Mevcut kadro:
Muslera
Aykut
Ufuk
Eboue
Sabri
Ujfa
Servet
G Zan
H Balta
Çağlar
Ceyhun
Melo
Selçuk
Ayhan
Yekta
Engin
C Kazım
Riera
Elmander
Baros
Altyapı takviye: Semih, E Çolak, Aydın, Anıl, İsmail Berk
Formasyon 4-1-4-1 ve pozisyon alternatif:
Kaleci Muslera / Aykut / Ufuk
Sağ Bek Eboue / Sabri / Ujfa
Merkez Sağ Savunmacı Ujfa / Servet / G Zan / Ceyhun
Merkez Sol Savunmacı Servet / G Zan / H Balta
Sol Bek H Balta / Çağlar
Ön Süpürücü Melo / Ceyhun
Sağ Açık Kazım / Eboue / Sabri / Elmander
Merkez Sağ Orta Saha Selçuk / Yekta / Ayhan / Sabri / Eboue
Merkez Sol Orta Saha Yekta / Engin / Ayhan / Selçuk
Sol Açık Riera / Engin / Eboue
Santrfor Baros / Elmander
***
Omurga üzerinden başlayalım kurgulamaya ve Terim'in zihnindekileri anlamaya.
7 yabancı var ve Elmander'in Baros'un arkasında beklediği her seçim kontenjana takılmıyor.
Eğer 4-4-2 ekseninde Baros & Elmander birlikteliği düşlenirse Ujfa & Riera'dan birinin takımdan kesilmesi gerekecek ki klasik bir açık oyuncusu olan Riera'nın çıkması çift santrfor tercihini anlamsızlaştıracağından, Ujfa kenara gelme olasılığı en yüksek yabancı.
5 yabancı sabit öyleyse her koşulda, Muslera + Eboue + Melo + Riera + Baros.
7 yabancı + 2 yerli kaleciyi çıkartırsak elde yalnızca 11 yerli isim var. Terim joker oyuncular istiyor.
5 yerli kontenjanı için hiyerarşi oluşturalım, Selçuk, Kazım, Servet sanırım ilk üçte. Onların ardından sırası önemsiz Sabri, G Zan ve H Balta geliyor. 6'lı bir oyuncu topluluğu. Bunun dışında bilinmezlikler taşıyan Yekta, Engin ve Ceyhun ile 9, hesaba katılmayan Çağlar ile 10, emektar Ayhan ile 11 oyuncuya ulaşıyoruz.

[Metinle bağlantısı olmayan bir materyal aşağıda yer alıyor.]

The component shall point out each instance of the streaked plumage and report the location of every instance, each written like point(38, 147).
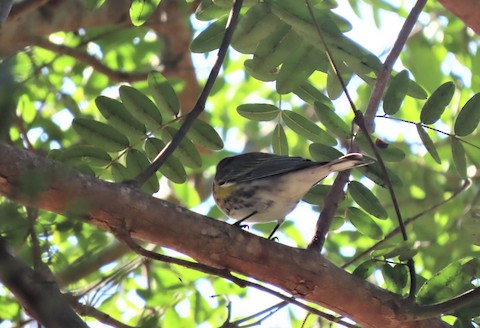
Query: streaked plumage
point(260, 187)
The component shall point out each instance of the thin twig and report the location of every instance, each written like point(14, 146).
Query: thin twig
point(433, 129)
point(266, 313)
point(359, 120)
point(383, 75)
point(5, 8)
point(407, 222)
point(22, 8)
point(200, 105)
point(90, 311)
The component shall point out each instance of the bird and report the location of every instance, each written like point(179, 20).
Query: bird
point(263, 187)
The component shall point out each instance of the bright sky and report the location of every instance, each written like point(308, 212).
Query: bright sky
point(379, 42)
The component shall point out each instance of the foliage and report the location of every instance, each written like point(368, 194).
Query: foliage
point(283, 88)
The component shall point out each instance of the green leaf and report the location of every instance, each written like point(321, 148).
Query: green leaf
point(186, 151)
point(332, 121)
point(208, 10)
point(364, 223)
point(94, 4)
point(365, 269)
point(375, 173)
point(120, 172)
point(396, 92)
point(470, 224)
point(258, 112)
point(428, 143)
point(163, 94)
point(317, 194)
point(210, 38)
point(117, 115)
point(459, 158)
point(391, 251)
point(389, 152)
point(253, 70)
point(366, 200)
point(253, 27)
point(334, 87)
point(141, 10)
point(306, 128)
point(275, 48)
point(279, 141)
point(136, 162)
point(308, 93)
point(172, 169)
point(437, 102)
point(91, 155)
point(100, 134)
point(455, 279)
point(322, 153)
point(395, 277)
point(141, 107)
point(203, 134)
point(303, 61)
point(469, 117)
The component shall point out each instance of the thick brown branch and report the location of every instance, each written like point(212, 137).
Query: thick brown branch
point(305, 274)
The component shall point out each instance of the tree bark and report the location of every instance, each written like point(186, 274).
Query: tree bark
point(302, 273)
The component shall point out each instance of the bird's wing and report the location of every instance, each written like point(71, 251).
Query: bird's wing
point(249, 167)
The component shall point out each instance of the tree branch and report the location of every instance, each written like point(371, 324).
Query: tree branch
point(200, 105)
point(305, 275)
point(384, 75)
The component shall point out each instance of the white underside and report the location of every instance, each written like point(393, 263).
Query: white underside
point(278, 204)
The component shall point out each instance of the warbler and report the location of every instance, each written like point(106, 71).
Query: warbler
point(261, 187)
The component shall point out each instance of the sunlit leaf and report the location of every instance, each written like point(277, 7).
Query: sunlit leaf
point(258, 112)
point(203, 134)
point(469, 117)
point(279, 141)
point(453, 280)
point(141, 107)
point(172, 169)
point(428, 143)
point(437, 103)
point(306, 128)
point(459, 157)
point(100, 134)
point(163, 94)
point(366, 200)
point(364, 223)
point(141, 10)
point(396, 92)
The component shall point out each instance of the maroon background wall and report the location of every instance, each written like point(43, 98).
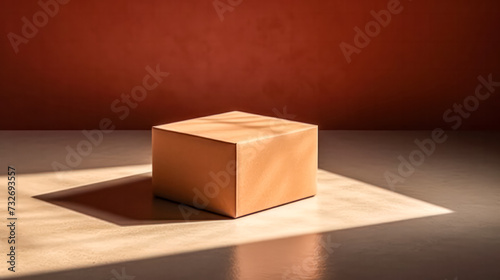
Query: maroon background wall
point(264, 55)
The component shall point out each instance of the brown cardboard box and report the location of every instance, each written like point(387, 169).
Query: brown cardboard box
point(235, 163)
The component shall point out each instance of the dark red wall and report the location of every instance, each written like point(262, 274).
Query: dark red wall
point(264, 55)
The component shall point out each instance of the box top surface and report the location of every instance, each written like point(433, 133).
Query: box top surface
point(235, 127)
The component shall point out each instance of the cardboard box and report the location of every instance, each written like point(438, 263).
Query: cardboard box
point(235, 163)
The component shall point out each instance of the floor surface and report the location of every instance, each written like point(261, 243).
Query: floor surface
point(98, 219)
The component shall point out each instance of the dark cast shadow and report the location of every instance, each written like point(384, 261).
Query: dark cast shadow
point(126, 201)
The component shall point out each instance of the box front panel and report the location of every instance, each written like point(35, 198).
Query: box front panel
point(196, 171)
point(276, 170)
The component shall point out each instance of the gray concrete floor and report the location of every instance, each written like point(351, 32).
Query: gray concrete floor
point(442, 222)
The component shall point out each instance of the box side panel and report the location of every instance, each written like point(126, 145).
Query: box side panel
point(276, 170)
point(195, 171)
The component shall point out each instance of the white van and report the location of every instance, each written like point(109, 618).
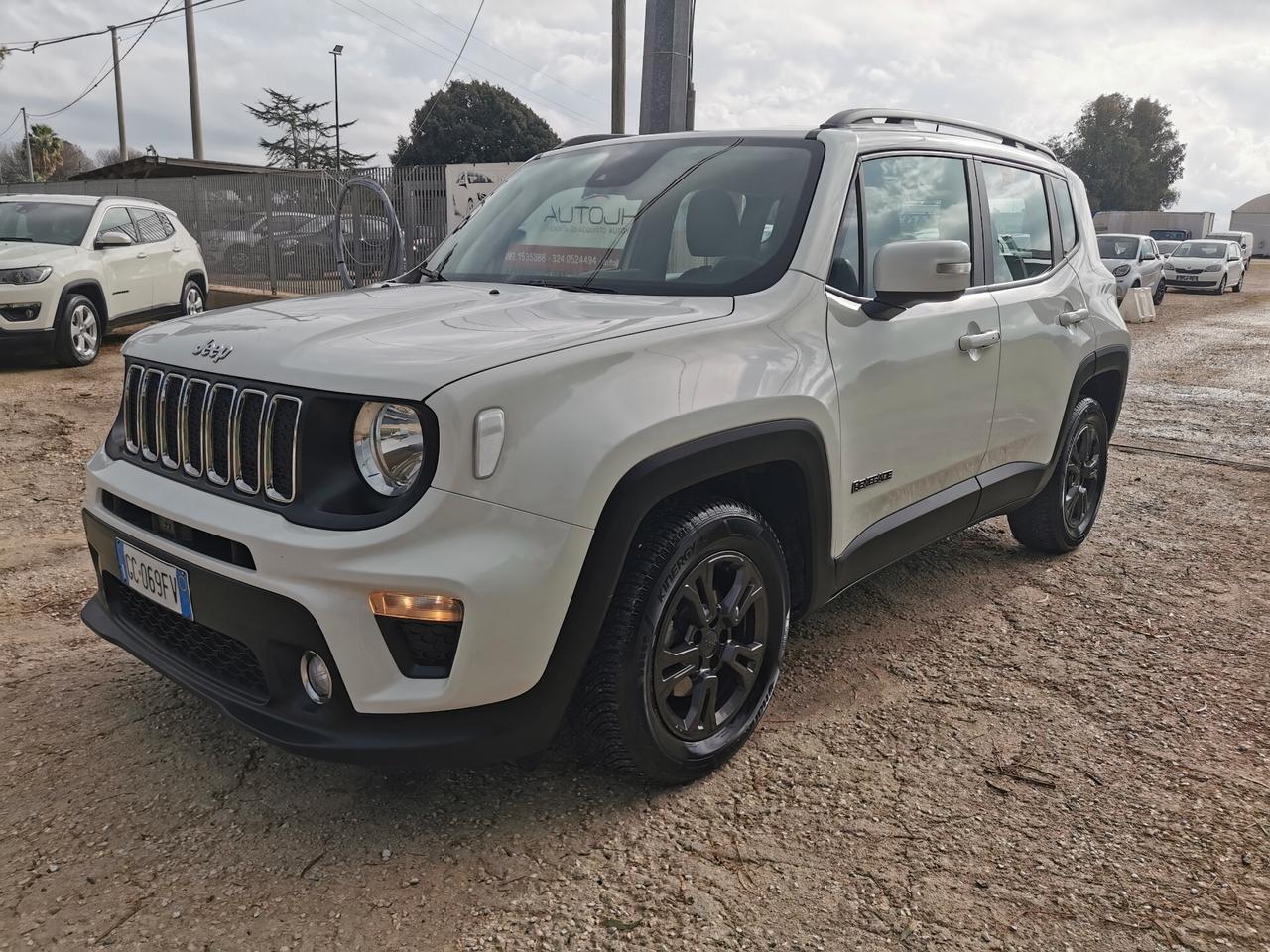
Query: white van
point(1243, 239)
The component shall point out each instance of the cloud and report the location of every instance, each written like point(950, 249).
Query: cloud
point(1017, 66)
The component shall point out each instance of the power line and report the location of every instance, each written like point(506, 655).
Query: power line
point(538, 70)
point(30, 46)
point(449, 75)
point(470, 66)
point(103, 76)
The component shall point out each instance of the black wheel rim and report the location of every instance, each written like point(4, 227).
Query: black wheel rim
point(1083, 479)
point(708, 647)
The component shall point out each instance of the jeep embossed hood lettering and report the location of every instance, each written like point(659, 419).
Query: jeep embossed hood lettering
point(407, 340)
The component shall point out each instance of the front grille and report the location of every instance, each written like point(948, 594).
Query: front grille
point(230, 435)
point(214, 653)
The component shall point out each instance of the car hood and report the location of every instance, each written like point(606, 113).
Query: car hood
point(21, 254)
point(405, 340)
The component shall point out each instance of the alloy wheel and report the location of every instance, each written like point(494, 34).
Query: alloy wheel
point(708, 647)
point(85, 333)
point(1082, 483)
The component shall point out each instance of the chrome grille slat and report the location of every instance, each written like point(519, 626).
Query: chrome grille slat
point(281, 438)
point(216, 431)
point(169, 413)
point(148, 414)
point(193, 445)
point(243, 438)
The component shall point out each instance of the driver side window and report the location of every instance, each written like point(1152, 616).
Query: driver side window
point(117, 220)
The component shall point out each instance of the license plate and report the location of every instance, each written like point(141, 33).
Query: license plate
point(159, 581)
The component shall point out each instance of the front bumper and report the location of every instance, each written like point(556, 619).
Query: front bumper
point(309, 590)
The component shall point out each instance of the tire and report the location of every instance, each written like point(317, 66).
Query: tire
point(672, 689)
point(1049, 524)
point(77, 333)
point(193, 301)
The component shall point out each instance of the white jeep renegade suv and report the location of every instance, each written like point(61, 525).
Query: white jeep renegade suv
point(73, 267)
point(654, 399)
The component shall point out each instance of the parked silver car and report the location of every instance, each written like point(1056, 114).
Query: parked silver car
point(1135, 262)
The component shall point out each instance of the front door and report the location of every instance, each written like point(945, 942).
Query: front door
point(916, 393)
point(128, 286)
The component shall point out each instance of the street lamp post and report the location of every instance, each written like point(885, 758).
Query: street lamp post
point(335, 55)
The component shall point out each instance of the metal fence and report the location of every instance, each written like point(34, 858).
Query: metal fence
point(273, 231)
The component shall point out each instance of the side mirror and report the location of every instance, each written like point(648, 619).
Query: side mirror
point(907, 273)
point(112, 239)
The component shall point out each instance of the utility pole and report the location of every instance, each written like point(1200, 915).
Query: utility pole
point(335, 55)
point(195, 109)
point(619, 108)
point(665, 103)
point(26, 135)
point(118, 94)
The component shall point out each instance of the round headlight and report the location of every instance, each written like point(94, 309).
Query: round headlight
point(388, 443)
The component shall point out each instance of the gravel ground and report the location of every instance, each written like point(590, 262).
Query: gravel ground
point(979, 748)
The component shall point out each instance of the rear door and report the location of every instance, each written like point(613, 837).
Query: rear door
point(1044, 315)
point(157, 255)
point(128, 289)
point(916, 408)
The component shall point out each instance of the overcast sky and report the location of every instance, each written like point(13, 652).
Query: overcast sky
point(1008, 63)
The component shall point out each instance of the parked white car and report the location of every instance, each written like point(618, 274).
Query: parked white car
point(661, 395)
point(1135, 262)
point(75, 267)
point(1211, 266)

Yani Terim Selçuk, Kazım, Servet'i tahtaya yazdıktan sonra 7 oyuncu içinden -Ayhan'ı sayma- ikisini daha belirleyecek.
7'nin 2'li kombinasyonu 21 opsiyon çıkar karşımıza, hesap kabarık, futbol yönünden kabuller yapıp sadeleştirmeye gidelim.
Pozisyonun değişmesi zor görünen oyuncular:
Muslera
XXX
XXX
XXX
XXX
Melo
Kazım
Selçuk
XXX
Riera
Baros
XXX: değişkenlik gösterme olasılığı daha yüksek olan
1) Denklemin en karmaşık kısmı merkez orta sahanın solunun nasıl doldurulacağıyla ilgili. Yekta, Engin, Ayhan pozisyon orjini olarak burada oynayabilir ancak Fatih Hoca farklı bir yöntem deniyor:
Selçuk'u merkez orta sahanın soluna kaydırıp -Arda varken daha anlamlıydı, birbirlerine yakınlaştıklarından- Sabri'yi merkez orta sahanın sağına yerleştirmek gibi.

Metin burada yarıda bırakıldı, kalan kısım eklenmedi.